Jais-13b
Property | Value |
---|---|
Parameter Count | 13 Billion |
Architecture | Transformer-based decoder-only (GPT-3) |
License | Apache 2.0 |
Training Data | 72B Arabic tokens, 279B English/code tokens |
Paper | Jais and Jais-chat: Arabic-Centric Foundation and Instruction-Tuned Open Generative Large Language Models |
What is jais-13b?
Jais-13b is a state-of-the-art bilingual large language model developed through a collaboration between Inception, MBZUAI, and Cerebras Systems. It represents a significant advancement in Arabic-English language processing, trained on an extensive dataset with 72 billion Arabic tokens and 279 billion English/code tokens. The model employs sophisticated architectural elements including SwiGLU non-linearity and ALiBi position embeddings, enabling superior handling of long sequences.
Implementation Details
The model leverages a transformer-based decoder-only architecture similar to GPT-3, trained using the Condor Galaxy 1 (CG-1) supercomputer platform. Training utilized the AdamW optimizer with carefully tuned learning rates and a substantial batch size of 1920. The implementation includes special considerations for bilingual processing, with Arabic data being iterated 1.6 times compared to English data's single iteration.
- Implements ALiBi position embeddings for improved sequence length handling
- Uses SwiGLU non-linearity for enhanced model performance
- Trained with fp32 precision and adaptive learning rates
- Incorporates sophisticated tokenization for both Arabic and English
Core Capabilities
- Bilingual text generation in Arabic and English
- State-of-the-art performance on Arabic language tasks
- Strong reasoning and knowledge capabilities
- Suitable for research and commercial applications
- Effective for chat assistants and customer service
Frequently Asked Questions
Q: What makes this model unique?
Jais-13b stands out for its exceptional bilingual capabilities, particularly in Arabic language processing, where it achieves state-of-the-art performance across comprehensive test suites. The model's unique training approach, with increased iteration on Arabic content, ensures superior performance in Arabic language tasks while maintaining strong English capabilities.
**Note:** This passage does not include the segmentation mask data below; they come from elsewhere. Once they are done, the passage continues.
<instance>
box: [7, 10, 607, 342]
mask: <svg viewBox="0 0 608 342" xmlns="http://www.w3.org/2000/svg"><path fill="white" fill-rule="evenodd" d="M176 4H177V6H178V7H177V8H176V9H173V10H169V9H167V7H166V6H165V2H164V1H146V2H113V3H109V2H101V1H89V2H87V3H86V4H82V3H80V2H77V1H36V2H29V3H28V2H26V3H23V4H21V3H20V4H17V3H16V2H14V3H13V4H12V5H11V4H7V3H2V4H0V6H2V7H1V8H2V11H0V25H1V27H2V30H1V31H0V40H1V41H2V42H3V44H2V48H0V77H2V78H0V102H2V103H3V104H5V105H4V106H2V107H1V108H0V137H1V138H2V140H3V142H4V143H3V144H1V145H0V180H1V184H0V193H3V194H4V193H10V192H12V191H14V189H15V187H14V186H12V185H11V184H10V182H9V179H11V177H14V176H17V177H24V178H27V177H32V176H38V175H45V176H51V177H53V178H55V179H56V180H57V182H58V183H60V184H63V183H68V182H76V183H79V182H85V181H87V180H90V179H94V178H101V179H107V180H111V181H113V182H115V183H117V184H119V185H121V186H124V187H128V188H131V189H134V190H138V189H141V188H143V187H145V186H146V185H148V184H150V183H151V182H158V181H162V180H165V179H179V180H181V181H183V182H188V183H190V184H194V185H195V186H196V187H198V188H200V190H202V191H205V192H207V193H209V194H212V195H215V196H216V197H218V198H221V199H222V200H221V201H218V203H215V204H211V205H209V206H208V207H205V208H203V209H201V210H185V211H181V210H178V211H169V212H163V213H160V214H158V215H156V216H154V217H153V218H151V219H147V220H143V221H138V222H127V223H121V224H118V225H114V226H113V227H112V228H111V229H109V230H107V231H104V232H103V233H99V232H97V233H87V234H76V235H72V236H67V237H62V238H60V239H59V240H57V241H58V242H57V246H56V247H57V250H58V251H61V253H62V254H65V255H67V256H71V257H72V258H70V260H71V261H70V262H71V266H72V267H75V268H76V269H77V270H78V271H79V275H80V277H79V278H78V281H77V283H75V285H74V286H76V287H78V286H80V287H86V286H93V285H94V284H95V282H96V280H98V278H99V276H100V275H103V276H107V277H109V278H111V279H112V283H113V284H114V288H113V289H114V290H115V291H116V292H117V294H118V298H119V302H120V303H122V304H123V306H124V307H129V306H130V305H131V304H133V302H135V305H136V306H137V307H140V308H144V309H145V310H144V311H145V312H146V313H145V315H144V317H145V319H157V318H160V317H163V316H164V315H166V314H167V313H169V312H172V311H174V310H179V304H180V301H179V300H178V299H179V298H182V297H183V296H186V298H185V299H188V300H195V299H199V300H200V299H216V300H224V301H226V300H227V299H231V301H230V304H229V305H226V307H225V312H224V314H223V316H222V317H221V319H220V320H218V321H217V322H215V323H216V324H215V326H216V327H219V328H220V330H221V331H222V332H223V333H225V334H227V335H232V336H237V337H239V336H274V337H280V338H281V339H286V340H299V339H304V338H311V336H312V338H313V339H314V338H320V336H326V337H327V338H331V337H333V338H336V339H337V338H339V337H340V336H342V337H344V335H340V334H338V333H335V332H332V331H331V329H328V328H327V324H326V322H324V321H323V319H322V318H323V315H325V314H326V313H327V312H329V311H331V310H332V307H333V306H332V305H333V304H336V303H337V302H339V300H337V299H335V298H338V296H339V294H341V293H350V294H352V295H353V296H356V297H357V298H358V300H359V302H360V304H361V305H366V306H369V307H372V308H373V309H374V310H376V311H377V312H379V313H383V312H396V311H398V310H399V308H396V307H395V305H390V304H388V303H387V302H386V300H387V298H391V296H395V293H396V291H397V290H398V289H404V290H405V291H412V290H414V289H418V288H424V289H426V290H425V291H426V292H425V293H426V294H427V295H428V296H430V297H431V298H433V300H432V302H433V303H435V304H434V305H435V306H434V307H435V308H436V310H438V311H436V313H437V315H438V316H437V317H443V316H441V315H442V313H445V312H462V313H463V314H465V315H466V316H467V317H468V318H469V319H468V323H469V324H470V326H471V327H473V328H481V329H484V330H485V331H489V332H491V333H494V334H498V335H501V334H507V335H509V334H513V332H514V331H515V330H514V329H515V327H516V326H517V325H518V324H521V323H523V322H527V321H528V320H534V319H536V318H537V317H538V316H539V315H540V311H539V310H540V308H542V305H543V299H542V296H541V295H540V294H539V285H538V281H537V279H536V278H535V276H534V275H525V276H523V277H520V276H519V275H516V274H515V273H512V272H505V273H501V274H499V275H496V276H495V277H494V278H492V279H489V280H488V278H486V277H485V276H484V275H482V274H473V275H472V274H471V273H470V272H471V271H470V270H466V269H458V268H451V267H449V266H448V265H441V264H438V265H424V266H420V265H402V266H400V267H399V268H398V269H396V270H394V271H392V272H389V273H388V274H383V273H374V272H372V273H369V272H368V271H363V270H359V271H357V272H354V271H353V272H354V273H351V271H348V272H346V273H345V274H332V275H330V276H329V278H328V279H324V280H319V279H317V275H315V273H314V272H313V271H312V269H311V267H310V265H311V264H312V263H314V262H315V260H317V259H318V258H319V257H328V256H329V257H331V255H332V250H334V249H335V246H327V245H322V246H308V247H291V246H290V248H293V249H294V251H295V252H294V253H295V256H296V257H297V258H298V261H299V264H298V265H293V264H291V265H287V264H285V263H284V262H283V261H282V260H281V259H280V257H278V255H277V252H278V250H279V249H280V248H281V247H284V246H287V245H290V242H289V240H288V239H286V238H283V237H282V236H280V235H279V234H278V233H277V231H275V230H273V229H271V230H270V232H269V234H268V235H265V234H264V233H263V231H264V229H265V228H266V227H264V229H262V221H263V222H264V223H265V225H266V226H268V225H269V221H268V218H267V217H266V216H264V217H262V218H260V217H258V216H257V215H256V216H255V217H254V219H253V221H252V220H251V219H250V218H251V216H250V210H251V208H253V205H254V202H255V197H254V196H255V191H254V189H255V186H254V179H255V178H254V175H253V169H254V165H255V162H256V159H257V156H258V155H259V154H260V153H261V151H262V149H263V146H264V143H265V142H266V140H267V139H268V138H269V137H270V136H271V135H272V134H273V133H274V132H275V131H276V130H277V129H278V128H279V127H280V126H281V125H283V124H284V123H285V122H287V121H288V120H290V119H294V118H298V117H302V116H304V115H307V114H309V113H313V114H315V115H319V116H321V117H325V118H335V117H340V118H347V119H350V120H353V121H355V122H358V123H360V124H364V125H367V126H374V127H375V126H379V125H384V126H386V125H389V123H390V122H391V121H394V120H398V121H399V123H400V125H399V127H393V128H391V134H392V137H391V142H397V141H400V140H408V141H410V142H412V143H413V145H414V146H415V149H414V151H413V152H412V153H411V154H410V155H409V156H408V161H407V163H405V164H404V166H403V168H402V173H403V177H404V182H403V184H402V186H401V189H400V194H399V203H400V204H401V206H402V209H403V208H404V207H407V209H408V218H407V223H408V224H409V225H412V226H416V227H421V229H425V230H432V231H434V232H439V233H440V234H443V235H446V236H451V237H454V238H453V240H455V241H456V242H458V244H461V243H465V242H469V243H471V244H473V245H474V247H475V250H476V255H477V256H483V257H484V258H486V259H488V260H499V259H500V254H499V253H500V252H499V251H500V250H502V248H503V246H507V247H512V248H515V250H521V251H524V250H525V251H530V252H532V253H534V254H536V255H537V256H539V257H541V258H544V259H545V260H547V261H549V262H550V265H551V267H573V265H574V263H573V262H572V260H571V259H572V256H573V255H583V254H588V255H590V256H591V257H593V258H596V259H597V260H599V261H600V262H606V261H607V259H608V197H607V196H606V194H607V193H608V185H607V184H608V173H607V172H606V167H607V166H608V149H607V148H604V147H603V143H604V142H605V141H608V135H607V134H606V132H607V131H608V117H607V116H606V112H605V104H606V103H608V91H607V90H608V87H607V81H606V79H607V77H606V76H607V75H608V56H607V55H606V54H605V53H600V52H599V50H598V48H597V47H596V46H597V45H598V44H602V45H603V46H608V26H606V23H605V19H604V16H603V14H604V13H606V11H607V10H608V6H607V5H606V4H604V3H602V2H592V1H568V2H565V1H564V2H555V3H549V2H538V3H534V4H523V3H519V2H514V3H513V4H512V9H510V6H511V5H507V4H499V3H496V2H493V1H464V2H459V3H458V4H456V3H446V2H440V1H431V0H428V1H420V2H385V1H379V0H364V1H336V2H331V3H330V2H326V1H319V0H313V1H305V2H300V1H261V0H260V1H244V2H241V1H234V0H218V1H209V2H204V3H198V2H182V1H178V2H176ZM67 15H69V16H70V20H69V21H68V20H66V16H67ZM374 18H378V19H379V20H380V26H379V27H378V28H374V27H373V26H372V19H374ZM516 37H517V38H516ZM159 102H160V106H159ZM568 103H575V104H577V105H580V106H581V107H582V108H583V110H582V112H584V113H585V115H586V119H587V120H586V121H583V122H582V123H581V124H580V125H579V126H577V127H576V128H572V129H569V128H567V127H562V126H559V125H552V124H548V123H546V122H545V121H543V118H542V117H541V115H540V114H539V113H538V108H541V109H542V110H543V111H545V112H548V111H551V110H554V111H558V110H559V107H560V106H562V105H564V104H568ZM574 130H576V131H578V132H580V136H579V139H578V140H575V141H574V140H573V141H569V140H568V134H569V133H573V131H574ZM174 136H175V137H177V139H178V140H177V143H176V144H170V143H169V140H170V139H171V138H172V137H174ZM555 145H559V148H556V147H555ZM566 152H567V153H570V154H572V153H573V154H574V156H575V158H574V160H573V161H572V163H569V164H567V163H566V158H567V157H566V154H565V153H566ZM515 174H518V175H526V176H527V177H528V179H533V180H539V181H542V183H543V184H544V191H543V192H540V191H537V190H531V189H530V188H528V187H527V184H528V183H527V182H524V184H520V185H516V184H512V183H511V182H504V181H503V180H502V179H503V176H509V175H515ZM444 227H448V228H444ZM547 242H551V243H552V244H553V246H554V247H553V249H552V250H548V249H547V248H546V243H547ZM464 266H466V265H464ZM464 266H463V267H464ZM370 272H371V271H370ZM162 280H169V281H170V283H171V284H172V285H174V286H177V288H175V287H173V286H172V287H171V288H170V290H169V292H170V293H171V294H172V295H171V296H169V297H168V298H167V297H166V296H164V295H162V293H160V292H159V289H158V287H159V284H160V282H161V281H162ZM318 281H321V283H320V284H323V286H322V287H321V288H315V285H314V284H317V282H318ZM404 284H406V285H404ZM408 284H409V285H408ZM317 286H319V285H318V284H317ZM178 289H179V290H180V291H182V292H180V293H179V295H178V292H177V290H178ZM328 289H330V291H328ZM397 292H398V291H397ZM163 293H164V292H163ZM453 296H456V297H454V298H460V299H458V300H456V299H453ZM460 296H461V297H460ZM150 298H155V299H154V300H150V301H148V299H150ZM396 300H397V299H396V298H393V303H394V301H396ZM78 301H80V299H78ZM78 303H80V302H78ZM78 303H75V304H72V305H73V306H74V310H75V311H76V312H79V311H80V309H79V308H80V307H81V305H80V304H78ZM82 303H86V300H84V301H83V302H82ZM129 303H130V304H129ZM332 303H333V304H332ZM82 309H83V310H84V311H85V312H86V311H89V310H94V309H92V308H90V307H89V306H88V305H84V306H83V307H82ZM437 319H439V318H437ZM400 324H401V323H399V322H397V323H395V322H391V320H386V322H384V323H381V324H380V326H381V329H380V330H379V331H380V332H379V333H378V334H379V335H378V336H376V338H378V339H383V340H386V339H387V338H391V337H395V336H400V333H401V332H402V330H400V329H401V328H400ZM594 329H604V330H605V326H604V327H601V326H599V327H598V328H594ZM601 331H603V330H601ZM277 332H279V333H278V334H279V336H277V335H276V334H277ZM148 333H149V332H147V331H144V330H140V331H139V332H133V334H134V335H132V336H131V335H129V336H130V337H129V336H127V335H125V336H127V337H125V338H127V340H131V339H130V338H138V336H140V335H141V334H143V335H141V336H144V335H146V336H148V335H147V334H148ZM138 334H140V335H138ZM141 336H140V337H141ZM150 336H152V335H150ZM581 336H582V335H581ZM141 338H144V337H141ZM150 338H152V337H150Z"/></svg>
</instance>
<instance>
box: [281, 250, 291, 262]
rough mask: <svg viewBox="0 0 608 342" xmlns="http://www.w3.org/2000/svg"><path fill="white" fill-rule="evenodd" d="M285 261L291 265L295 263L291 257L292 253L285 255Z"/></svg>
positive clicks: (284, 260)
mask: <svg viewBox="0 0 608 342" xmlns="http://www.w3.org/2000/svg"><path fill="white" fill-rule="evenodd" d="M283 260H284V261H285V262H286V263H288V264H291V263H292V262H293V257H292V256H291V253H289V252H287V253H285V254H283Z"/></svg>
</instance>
Q: What are the recommended use cases?
The model is well-suited for various applications including academic research in Arabic NLP, business applications targeting Arabic-speaking audiences, and development of Arabic language capabilities in applications. It's particularly effective for chat assistants, customer service, and general language processing tasks in both Arabic and English.